While we are wondering about it we see a big crack in the rock walls. It is at such an angle you’d never know it was there. We’d never have seen it if it hadn’t been for that bit of shawl.
Just by the opening to the crack is a little lump of food.
We’ve found our trail.
We get into the crack and keep going. We don’t find any more food.
Even if it was there we couldn’t’ve seen it, it’s so dark in there. I’m almost too scared to go on, but Matt holds my wrist in that iron grip of his and pulls me along.
I lose my feel for time and distance. To save Grandma Toughtits’ life I couldn’t tell you how long we’ve been in that crack or how far in we’ve gone.
Both my arms are held by two strong hands. Even Matt can’t have that kind of strength.
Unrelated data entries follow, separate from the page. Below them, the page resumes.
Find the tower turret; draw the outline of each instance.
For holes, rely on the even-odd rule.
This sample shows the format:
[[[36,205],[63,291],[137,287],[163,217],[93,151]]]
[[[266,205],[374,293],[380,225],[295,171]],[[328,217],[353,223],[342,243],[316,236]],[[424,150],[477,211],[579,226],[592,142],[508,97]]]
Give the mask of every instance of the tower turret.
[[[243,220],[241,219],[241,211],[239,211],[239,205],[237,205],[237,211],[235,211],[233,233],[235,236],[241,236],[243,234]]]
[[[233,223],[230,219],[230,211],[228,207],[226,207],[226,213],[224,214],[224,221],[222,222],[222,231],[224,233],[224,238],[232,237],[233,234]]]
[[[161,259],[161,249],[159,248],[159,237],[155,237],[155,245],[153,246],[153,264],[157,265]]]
Besides he’d need three hands for that as one of his hands is still on my wrist.
But not for long.
I am pulled to one side as if by wild camels. My wrist is wrenched away from Matt’s hand.
This frightens me more than anything else.
‘Here are two more,’ I hear a voice say, sounding as surprised as I am. Luckily I don’t have time to think. Thinking always makes things worse. Leastwise for me.
I’m in this room with walls of rock. A cave really, but set up like a room.
It is brightly lit. So bright that after being blinded by the dark outside I’m blinded by the light inside. But I can see that Matt is there, next to me. I feel safe again.
‘You took your time coming, didn’t you?’ goes a sharp voice through my ears, like a needle of cold wind.
It is Hena.
Matt and I look at each other. Our shoulders jump up and down. The men who bring Matt and me in are wearing dirty blue jeans and dirty blue shirts. There is another man in the room. He is sitting on a sort of stone stool, wearing a long white robe. His head and face are covered in a white shawl, with just a little round opening through which he can see without being seen.